Pete Droge - «Do Be True»
SOTW #16-2008
Von der Linguistik in den Lyrics
"Sei doch wahr" - das tönt im ersten Moment nach Kinderlied, als ob es um einen Traum oder eine Fantasiewelt ginge. Die Wahrheit ist viel simpler, denn "true" heisst hier, ganz dem germanischen Ursprung entsprechend, einfach "treu".
Die Nuancen der Linguistik sind also auch in der Musik gültig. Und jeder kennt sie: Die falsos amigos, dass es die Schadenfreude nur bei den Deutschen gibt, die Engländer dafür kein en guete kennen (wie auch, bei Shepard's Pie), und die Eskimos Dutzende Wörter für die verschiedensten Arten Schnee verwenden.
In der Bibel wird unsere babylonische Sprachenvielfalt als Bestrafung dargestellt. Und doch hat sie, würde ich sagen, ihren Sinn, und dies nicht nur für Dolmetscher und Sprachlehrer, sondern auch für uns, die wir bei Songs auch ein zweites Mal hinhören. Vielleicht können wir in ihnen ja Einblicke bekommen in die Schönheit des Alltäglichen und seiner Vermittlung in anderen Sprachen.
Beispiele? Hab ich natürlich nur in denjenigen Sprachen, die ich verstehe. So zum Beispiel das Konzept des Verstehens als sehen, wo der andere herkommt - "I see where you're coming from". Oder dass, weil das Hebräische kein Wort für "mögen" oder "gern haben" kennt, die israelischen Sänger alles gleich lieben.

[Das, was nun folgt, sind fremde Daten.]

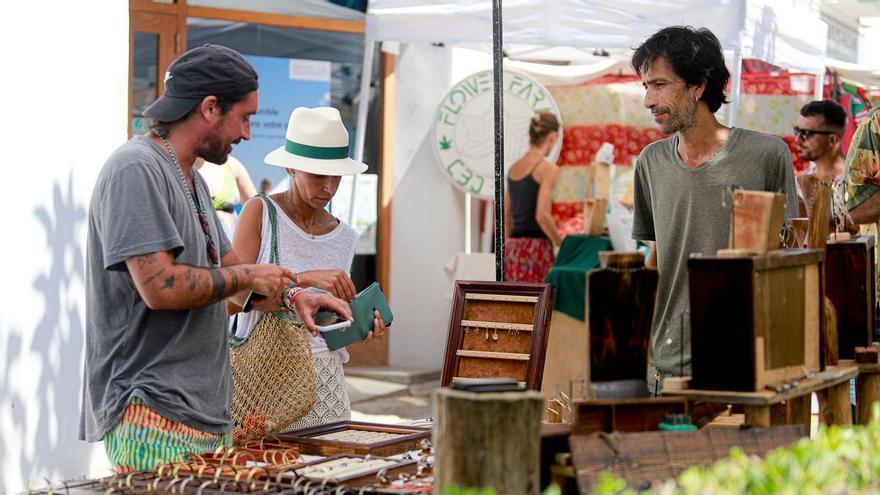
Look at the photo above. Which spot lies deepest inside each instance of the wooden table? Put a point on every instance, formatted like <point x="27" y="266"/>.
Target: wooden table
<point x="792" y="406"/>
<point x="867" y="389"/>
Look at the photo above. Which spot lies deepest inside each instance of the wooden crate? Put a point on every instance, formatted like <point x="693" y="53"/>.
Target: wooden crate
<point x="647" y="458"/>
<point x="498" y="330"/>
<point x="330" y="439"/>
<point x="850" y="285"/>
<point x="755" y="320"/>
<point x="642" y="414"/>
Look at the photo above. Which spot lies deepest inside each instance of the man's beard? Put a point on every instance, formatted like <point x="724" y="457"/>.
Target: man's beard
<point x="682" y="120"/>
<point x="214" y="151"/>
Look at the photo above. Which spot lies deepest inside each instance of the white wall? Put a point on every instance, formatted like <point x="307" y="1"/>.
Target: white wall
<point x="427" y="212"/>
<point x="64" y="91"/>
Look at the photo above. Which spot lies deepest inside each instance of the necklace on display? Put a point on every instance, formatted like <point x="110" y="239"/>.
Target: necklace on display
<point x="192" y="195"/>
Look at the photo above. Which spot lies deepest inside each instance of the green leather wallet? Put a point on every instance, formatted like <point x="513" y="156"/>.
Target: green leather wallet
<point x="362" y="307"/>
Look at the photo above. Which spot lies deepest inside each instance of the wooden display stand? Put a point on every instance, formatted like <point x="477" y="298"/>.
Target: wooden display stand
<point x="621" y="306"/>
<point x="850" y="285"/>
<point x="756" y="221"/>
<point x="791" y="406"/>
<point x="755" y="320"/>
<point x="643" y="459"/>
<point x="488" y="440"/>
<point x="627" y="415"/>
<point x="353" y="437"/>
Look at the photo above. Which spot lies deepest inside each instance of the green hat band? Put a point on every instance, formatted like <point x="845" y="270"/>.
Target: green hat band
<point x="317" y="152"/>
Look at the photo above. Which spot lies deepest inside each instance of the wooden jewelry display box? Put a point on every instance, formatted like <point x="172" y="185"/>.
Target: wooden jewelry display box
<point x="352" y="437"/>
<point x="849" y="284"/>
<point x="498" y="330"/>
<point x="755" y="320"/>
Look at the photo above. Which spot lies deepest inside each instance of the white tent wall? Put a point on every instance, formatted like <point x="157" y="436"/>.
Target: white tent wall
<point x="426" y="212"/>
<point x="65" y="104"/>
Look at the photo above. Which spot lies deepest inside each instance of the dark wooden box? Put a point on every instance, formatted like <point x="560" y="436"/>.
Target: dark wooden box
<point x="641" y="414"/>
<point x="755" y="320"/>
<point x="850" y="285"/>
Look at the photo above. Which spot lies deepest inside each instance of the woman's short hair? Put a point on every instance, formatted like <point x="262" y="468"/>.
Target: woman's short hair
<point x="542" y="124"/>
<point x="694" y="54"/>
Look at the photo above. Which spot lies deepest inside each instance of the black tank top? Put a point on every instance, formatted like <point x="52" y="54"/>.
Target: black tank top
<point x="523" y="203"/>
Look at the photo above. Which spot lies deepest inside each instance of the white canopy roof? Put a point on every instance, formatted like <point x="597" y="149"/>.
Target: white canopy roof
<point x="788" y="33"/>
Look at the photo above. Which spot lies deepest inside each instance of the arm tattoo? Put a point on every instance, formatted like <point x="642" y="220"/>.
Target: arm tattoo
<point x="193" y="278"/>
<point x="145" y="260"/>
<point x="233" y="278"/>
<point x="218" y="285"/>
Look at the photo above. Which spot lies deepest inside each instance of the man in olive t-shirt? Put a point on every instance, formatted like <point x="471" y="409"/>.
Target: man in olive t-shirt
<point x="684" y="184"/>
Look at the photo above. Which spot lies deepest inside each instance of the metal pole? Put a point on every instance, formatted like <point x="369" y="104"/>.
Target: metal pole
<point x="497" y="86"/>
<point x="361" y="129"/>
<point x="736" y="89"/>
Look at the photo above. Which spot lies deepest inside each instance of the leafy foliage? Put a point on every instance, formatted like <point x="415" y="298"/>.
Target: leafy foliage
<point x="840" y="460"/>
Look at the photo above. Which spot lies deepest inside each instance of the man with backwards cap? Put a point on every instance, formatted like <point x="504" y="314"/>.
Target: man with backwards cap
<point x="159" y="266"/>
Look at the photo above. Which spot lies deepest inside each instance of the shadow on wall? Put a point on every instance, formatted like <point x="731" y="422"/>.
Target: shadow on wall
<point x="45" y="419"/>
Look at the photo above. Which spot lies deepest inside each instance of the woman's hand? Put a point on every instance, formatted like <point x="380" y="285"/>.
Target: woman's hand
<point x="335" y="281"/>
<point x="379" y="328"/>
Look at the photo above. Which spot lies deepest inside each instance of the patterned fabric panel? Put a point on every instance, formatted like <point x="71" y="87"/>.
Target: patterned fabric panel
<point x="143" y="440"/>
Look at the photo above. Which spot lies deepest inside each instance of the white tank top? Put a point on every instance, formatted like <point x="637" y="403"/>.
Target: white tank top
<point x="299" y="252"/>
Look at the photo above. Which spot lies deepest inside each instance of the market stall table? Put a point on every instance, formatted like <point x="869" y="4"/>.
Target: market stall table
<point x="790" y="406"/>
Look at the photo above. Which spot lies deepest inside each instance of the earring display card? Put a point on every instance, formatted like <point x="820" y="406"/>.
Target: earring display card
<point x="498" y="330"/>
<point x="351" y="437"/>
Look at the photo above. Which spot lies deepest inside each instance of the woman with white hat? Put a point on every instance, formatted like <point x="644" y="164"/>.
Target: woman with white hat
<point x="311" y="242"/>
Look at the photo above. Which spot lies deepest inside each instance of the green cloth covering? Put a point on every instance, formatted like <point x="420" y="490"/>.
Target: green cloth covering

Und unser eigener Dialekt, der manchmal die ursprüngliche Bedeutung eines Wortes verwischen kann - wie für das Kind, das nur "Hampfle" und "Händsche" kennt und weder die volle Hand noch den Schuh für die Hand im geistigen Auge sieht (wenn das nicht ein Killerargument für Hochdeutsch im Kindergarten ist!)
Bleiben wir doch bei der Mundart. Sie gibt uns nämlich eine der hübschesten Ausdrücke: Wenn die frierende Sie zu Ihm sagt "gib mer warm". Warm kann ja nur geben, wer warm hat, ein vielleicht etwas alpine, aber umso schönere Vorstellung. Wenn nun der fiktive englische SOTW-Leser diesen Gedanken übersetzen wollte, käme er mit seinem "I'm hot" bei seinem noch fiktiveren amerikanischen Kollegen nicht sehr weit - dieser würde es nämlich prompt als Postulat der eigenen Geilheit verstehen.
Und so, "full circle", landen wir wieder ennet em Teich, wo «Do Be True» herkommt. Der Song, liebe Leser, ist gut. Mehr noch, er macht süchtig. Was ja wohl zu erwarten ist von einem, der zum Nachnamen "Droge" heisst.
Interpret: Pete Droge, USA
Album: Skywatching
Song: Do Be True
Jahr: 2003
Empfohlene Tätigkeit beim Hören dieses Songs: Drögele?